Getting critical systems production-ready: an overview

Published in

Talkdesk Engineering

8 min readDec 17, 2019

Distributed systems are hard to design, implement, and maintain. Often, systems of this kind are at the heart of your business, and as such, keeping them running is critical for the business to be kept afloat. My team at Talkdesk developed and maintained one such system in the last year and things got quite bumpy sometimes. This is a collection of the best practices we have learned from running it in production.

While our experience is with distributed systems with soft-real time requirements, we believe many of these lessons are valid for other kinds of systems.

The system

For context, the kind of system we are talking about is an actor-model system, deployed on a multi-node environment. It exposes a REST API for the creation of jobs, and consumes updates via RabbitMQ messages. Jobs’ results are announced via messages published to RabbitMQ. These results can occur as a result of a process triggered by a consumed message, or by a job timing out. Job timeouts are controlled by long-lived processes. A database is used to store and retrieve operational data. The system is implemented in Elixir.
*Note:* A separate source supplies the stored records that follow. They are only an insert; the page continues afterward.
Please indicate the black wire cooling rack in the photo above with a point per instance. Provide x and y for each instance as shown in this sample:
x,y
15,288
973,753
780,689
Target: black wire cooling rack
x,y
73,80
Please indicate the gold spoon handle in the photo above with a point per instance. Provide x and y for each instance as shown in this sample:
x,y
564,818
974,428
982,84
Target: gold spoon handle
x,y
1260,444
The deployment is done using Kubernetes on Google Cloud Platform’s Kubernetes Engine. The database is a PostgreSQL instance. The actors are distributed by the Kubernetes pods, which makes a multi-node deployment look like this:

Before going to production

Your main concern before going to production should be visibility. The same way you would not drive a car with a blindfold on, you don’t want to have your system in production without knowing how it is behaving. Ideally, you want to know about things going south before your users start complaining so that in the worst-case scenario you or your on-call team are at least ready to take cautionary measures if the customer experience is seriously impacted.

Three things are required for this:

Metrics: both real-time and historical, so you can monitor your system and build timelines when reporting the impact of an issue
Alarms: will let you or your on-call team know when an undesired issue is happening
Logging: enables you to know where in the code the issue occurred, and the cause of the misbehavior

Metrics

There are three kinds of metrics you want to keep track of: resource, boundaries, and business metrics.

Resource

Resource metrics show the health of your infrastructure. They map resources the system uses, like CPU, memory, and number of instances running. Keeping track of these metrics is useful to understand if a bug impacted performance, or if a hardware failure could have been the cause of an issue.
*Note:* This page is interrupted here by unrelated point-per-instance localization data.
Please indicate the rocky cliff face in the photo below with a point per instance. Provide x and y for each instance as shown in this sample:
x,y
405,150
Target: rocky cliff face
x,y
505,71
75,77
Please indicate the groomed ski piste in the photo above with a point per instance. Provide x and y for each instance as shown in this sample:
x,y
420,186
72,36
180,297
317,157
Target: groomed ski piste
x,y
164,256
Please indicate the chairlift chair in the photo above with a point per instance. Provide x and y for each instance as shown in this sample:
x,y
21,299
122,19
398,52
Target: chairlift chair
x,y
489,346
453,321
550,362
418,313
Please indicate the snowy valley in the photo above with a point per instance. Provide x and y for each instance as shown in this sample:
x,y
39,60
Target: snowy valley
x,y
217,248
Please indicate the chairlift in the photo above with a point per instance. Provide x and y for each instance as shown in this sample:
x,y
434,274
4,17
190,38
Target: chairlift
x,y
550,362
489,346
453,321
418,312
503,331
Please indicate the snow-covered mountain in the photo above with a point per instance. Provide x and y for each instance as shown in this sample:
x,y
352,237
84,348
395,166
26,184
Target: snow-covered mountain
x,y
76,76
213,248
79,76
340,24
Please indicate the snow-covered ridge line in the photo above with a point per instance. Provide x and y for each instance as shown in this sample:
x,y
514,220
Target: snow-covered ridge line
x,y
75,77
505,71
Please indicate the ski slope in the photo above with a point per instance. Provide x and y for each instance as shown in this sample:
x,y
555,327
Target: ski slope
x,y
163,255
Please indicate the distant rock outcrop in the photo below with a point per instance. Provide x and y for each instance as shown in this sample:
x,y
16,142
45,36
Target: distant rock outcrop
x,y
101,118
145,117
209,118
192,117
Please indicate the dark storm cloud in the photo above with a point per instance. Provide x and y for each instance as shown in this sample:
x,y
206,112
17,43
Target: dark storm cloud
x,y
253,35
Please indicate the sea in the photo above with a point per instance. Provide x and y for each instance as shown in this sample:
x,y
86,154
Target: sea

In our system’s scenario, we keep track of each BEAM’s* resources. These are pretty straightforward to obtain, as the VM’s stats are available via Erlang functions that can simply be called by a monitoring system like Prometheus.
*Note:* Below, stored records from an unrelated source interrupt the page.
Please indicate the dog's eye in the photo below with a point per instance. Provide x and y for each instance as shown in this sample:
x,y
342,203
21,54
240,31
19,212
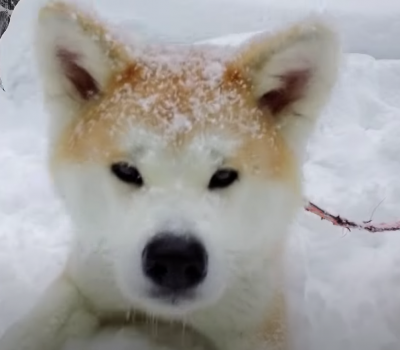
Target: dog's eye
x,y
127,173
223,178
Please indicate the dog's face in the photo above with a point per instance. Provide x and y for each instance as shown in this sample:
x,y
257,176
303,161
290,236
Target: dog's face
x,y
179,166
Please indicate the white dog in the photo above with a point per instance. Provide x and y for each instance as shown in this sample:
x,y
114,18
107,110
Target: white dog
x,y
180,168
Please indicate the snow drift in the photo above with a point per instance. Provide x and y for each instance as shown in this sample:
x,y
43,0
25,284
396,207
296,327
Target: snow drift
x,y
342,286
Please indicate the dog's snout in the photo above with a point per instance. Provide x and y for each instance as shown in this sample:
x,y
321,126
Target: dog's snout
x,y
174,262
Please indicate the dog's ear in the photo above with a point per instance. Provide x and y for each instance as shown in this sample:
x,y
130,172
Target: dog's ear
x,y
291,75
75,55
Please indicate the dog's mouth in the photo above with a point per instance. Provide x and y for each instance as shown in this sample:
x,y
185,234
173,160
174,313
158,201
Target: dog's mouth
x,y
172,297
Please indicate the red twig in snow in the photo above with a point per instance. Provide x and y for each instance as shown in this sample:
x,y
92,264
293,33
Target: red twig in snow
x,y
339,221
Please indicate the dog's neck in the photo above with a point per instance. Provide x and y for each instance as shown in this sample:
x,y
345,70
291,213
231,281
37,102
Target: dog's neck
x,y
251,306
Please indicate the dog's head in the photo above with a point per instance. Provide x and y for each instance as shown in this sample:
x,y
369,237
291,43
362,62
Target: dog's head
x,y
180,164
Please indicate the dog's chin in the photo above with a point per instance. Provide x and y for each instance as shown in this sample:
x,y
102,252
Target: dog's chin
x,y
169,304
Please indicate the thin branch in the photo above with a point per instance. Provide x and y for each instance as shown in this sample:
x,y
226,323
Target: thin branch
x,y
347,224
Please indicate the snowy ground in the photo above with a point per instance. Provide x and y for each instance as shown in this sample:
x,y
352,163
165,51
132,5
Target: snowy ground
x,y
343,287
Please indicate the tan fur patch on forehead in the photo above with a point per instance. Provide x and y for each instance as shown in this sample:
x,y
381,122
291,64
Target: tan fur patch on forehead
x,y
179,93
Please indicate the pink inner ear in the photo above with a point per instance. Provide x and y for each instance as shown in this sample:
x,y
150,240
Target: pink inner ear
x,y
293,86
83,82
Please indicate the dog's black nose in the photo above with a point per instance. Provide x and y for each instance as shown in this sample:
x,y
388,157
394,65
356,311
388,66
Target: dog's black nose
x,y
175,263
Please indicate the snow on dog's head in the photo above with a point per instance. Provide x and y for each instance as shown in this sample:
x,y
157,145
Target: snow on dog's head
x,y
180,165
Besides typical infrastructure metrics, there are also others that might be of interest to your specific use case. In our distributed system, for instance, a metric we keep track of is how many nodes each node can reach at any given time. This was useful for us at a time where we had a buggy behavior because of a situation where some machines’ network disabled them from seeing the whole topology, and two (or more) clusters of nodes were formed (typically called a netsplit). With this metric, we were able to pinpoint when the netsplit occurred and what nodes were impacted.

*The Erlang VM where elixir runs. Each Kubernetes pod runs an instance of the BEAM.

Boundaries

Boundary metrics indicate how the system is interacting with its surrounding ecosystem. These are your typical “number of HTTP errors”, “API response times” and the like. The information you get from these metrics gives you a picture of how the system is/was performing as a piece of the overall architecture.

In our case, the boundaries are API, RabbitMQ and DB-related, the contact points between systems.

Business

Business metrics are measurements of your system's behaviors that help fulfill a business need. These metrics help you understand how well the business is being handled, and in the event of any issues, how it was impacted by a customer’s point of view.

In our case, for instance, we kept track of jobs created, as we managed them in memory (the actors in the diagrams), and they mapped directly to the real-time needs of the customers. We wanted to keep track of how long the jobs lived, the availability of the resources they used, and on which nodes they were being handled. This helped us build timelines regarding the customer impact of the behavior of the system:

how the job handling time is affected
whether we have more/fewer jobs than at the same time on other days
whether certain groups of jobs are somehow not being prioritized, or not handled at all
SLOs and SLAs verification

Using the metrics

In my experience, boundaries are what usually raises your attention, business metrics help you see how your system is solving the problem it is meant to solve, and resource metrics will be checked on occasion to solve bugs.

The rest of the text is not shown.